Operating Systems
Just another WordPress.com weblog

Nov
24

Sometimes tasks under Linux are blocked forever (essentially hung). Recent Linux kernels have an infrastructure to detect hung tasks. When this infrastructure is active it will periodically get activated to find out hung tasks and present a stack dump of those hung tasks (and maybe locks held). Additionally we can choose to panic the system when we detect atleast one hung task in the system.
I will try to explain how khungtaskd works.

The infrastructure is based on a single kernel thread named as “khungtaskd”. So if you do a ps in your system and see that there is entry like [khungtaskd] you know it is there. I have one in my system:
136 root SW [khungtaskd]

The loop of the khungtaskd daemon is a call to the scheduler for waking it up after ever 120 seconds (default value). The core algorithm is like this:

1. Iterate over all the tasks in the system which are marked as TASK_UNINTERRUPTIBLE (additionally it does not consider UNINTERRUPTIBLE frozen tasks & UNINTERRUPTIBLE tasks that are newly created and never been scheduled out).

2. If a task has not been switched out by the scheduler atleast once in the last 120 seconds it is considered as a hung task and its stack dump is displayed. If CONFIG_LOCKDEP is defined then it will also show all the locks the hung task is holding.

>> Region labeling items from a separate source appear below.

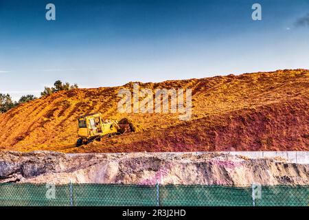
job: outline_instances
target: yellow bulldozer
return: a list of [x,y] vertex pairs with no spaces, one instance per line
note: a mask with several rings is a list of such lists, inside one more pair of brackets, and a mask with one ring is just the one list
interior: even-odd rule
[[122,134],[129,131],[128,124],[118,124],[116,120],[103,120],[100,113],[79,117],[78,133],[79,139],[76,146],[89,144],[93,140],[101,140],[105,136]]

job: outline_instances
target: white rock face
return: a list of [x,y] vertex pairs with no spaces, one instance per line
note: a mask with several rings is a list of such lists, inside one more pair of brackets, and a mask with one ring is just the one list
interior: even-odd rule
[[309,164],[224,153],[0,152],[0,183],[309,185]]

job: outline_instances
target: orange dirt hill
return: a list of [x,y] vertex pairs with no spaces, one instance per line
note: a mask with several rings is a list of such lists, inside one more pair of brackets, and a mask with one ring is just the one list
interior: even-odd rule
[[[309,70],[229,75],[139,83],[140,88],[190,88],[192,116],[121,113],[122,87],[60,91],[0,114],[0,150],[65,153],[135,151],[308,151]],[[135,133],[75,147],[77,118],[101,112],[128,118]]]

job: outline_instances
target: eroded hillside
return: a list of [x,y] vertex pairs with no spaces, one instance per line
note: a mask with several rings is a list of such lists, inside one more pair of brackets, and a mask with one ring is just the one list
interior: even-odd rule
[[[35,100],[0,115],[0,149],[62,152],[308,151],[309,71],[229,75],[139,83],[141,88],[192,89],[192,116],[120,113],[122,87],[77,89]],[[144,131],[74,146],[77,118],[101,112],[128,118]]]

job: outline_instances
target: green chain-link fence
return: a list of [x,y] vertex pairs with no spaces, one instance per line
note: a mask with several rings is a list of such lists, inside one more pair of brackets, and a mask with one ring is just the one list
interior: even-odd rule
[[0,206],[308,206],[309,186],[0,184]]

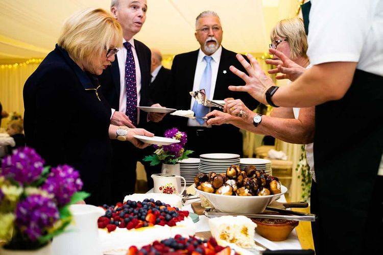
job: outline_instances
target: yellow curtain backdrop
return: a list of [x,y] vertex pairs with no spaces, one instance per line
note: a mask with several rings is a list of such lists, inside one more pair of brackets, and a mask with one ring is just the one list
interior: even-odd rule
[[[14,112],[23,115],[22,88],[27,79],[38,66],[38,62],[21,65],[19,64],[0,65],[0,102],[3,109],[10,116]],[[5,128],[7,122],[7,118],[3,119],[2,126]]]

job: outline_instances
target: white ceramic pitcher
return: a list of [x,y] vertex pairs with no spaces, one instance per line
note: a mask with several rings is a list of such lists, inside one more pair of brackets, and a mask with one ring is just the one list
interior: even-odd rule
[[91,205],[72,205],[72,222],[65,232],[53,239],[55,255],[102,255],[97,220],[105,212]]
[[[153,178],[154,184],[154,193],[181,195],[183,193],[186,186],[186,181],[182,176],[170,173],[155,173],[152,174],[151,177]],[[181,192],[178,185],[179,178],[183,181],[183,187]]]

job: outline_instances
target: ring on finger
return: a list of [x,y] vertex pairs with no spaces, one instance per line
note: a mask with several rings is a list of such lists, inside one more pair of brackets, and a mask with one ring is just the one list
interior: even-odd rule
[[246,113],[246,112],[243,110],[241,110],[241,111],[240,111],[240,115],[241,115],[240,117],[243,116],[245,118],[247,117],[247,113]]

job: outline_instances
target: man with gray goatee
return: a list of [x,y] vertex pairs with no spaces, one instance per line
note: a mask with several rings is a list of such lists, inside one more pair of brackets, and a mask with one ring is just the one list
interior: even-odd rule
[[[223,31],[218,15],[205,11],[196,19],[195,35],[200,44],[197,50],[175,57],[172,66],[172,85],[168,90],[167,107],[191,110],[195,116],[203,117],[211,109],[199,105],[189,91],[205,89],[208,99],[241,99],[251,109],[258,101],[246,93],[229,90],[229,85],[242,86],[243,81],[229,69],[231,65],[246,72],[235,57],[236,53],[221,45]],[[211,126],[201,119],[187,119],[169,116],[167,122],[186,131],[186,147],[195,152],[194,157],[212,152],[235,153],[242,155],[242,135],[238,129],[230,125]]]

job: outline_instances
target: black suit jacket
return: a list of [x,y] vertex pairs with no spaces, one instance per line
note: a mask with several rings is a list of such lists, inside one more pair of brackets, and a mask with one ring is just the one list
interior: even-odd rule
[[[192,97],[189,92],[193,90],[194,75],[199,49],[176,56],[172,66],[172,83],[168,90],[167,106],[177,110],[190,109]],[[259,103],[246,92],[229,90],[230,85],[242,86],[245,83],[229,69],[233,65],[245,72],[245,68],[235,57],[236,53],[222,47],[222,52],[218,67],[216,88],[213,98],[223,100],[227,97],[241,99],[251,110],[255,109]],[[244,56],[245,57],[245,56]],[[169,117],[174,123],[186,125],[187,118]]]
[[[149,93],[149,84],[152,77],[150,75],[151,53],[149,48],[137,40],[134,40],[134,46],[141,72],[139,105],[150,106],[153,104]],[[116,57],[114,61],[112,62],[112,65],[99,76],[99,80],[101,85],[102,93],[111,107],[116,111],[119,111],[121,84],[118,61]],[[147,116],[145,112],[140,111],[139,120],[140,126],[147,122]]]
[[166,94],[171,85],[171,70],[162,66],[156,76],[156,79],[149,86],[150,96],[154,102],[166,106]]
[[68,164],[80,171],[87,203],[109,201],[111,161],[110,107],[98,82],[56,45],[24,85],[27,145],[52,166]]

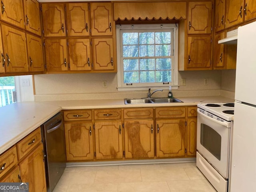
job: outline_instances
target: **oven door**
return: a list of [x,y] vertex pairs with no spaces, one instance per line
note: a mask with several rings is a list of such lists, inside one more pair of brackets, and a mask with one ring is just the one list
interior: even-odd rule
[[231,122],[199,108],[197,111],[196,148],[228,179]]

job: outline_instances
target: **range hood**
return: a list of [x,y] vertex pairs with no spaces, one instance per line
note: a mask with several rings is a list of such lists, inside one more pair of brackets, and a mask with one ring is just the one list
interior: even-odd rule
[[219,44],[237,44],[237,32],[238,30],[235,29],[227,32],[227,37],[218,41]]

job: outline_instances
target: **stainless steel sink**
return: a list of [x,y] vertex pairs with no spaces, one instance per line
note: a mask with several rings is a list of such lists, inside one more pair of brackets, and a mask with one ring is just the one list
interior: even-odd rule
[[124,99],[125,104],[144,104],[146,103],[169,103],[183,102],[176,98],[156,98]]

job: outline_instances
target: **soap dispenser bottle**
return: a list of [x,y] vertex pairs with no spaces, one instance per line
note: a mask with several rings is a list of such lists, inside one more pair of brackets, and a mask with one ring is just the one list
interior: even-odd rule
[[172,86],[169,86],[169,93],[168,93],[168,98],[172,98],[173,96],[172,95]]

One can change the sampling interval of khungtaskd through the sysctl interface /proc/sys/kernel/hung_task_timeout_secs.

Nov
17

I was looking into the implementation of the mount system call and found that it needs the type of the file-system (like vfat, ext3, ext2 etc.) to proceed else it will return error eventually. Hey, I do not always provide this information to the kernel when I say

mount block_device mount_point

I just provide the block device and the mount point. I do not provide the file-system type but it still works!

So, where does the kernel find out the file-system information from? Most of the time humans tend to complicate matters and I am no exception. My first thought was the kernel must be reading the superblock from the block device and matching against file-system signatures. I know you must be yelling at me for superblock layout is unique to a file-system type and there may be no guarantee on where in the superblock to look for the signature.

So I tried to do some kernel debugging and find out what is passed to the sys_mount system call. Here is an output when I issue
# mount /dev/mmcblk0p1 /mnt/mmc/
DEBUG: type:ext3, dir_name:/mnt/mmc/, dev_name:/dev/mmcblk0p1
DEBUG: type:ext2, dir_name:/mnt/mmc/, dev_name:/dev/mmcblk0p1
DEBUG: type:vfat, dir_name:/mnt/mmc/, dev_name:/dev/mmcblk0p1

Looking at the output it looks like userspace mount code is iterating over the available device backed filesystem and trying to pass those filesystem types one by one to the kernel and stopping when it is successful or has exhausted the list! I know for sure that /proc/filesystems has that information. On my machine it is:

nodev sysfs
nodev rootfs
nodev bdev
nodev proc
nodev tmpfs
nodev binfmt_misc
nodev debugfs
nodev sockfs
nodev pipefs
nodev anon_inodefs
nodev rpc_pipefs
nodev inotifyfs
nodev devpts
ext3
ext2
nodev ramfs
vfat
msdos
nodev nfs
nodev nfs4

see the order ext3, ext2, vfat, msdos. The partition I was trying to mount had vfat hence the userspace started trying from ext3 and so on. When vfat was passed it was successful and we had our file-system mounted. So much for mounting a filesystem.

Nov
16

Last week I updated on the simple problem with removable block devices under Linux. The root of the problem is that frozen kernel threads are either terminated or woken up (from the driver suspend path) after being frozen. This can render the system in an apparent system freeze.
Here is another manifestation of the problem:
1. Mount a filesystem over mmc
2. Suspend the kernel
System is apparently frozen.

Here is a modified stack dump on the hung task.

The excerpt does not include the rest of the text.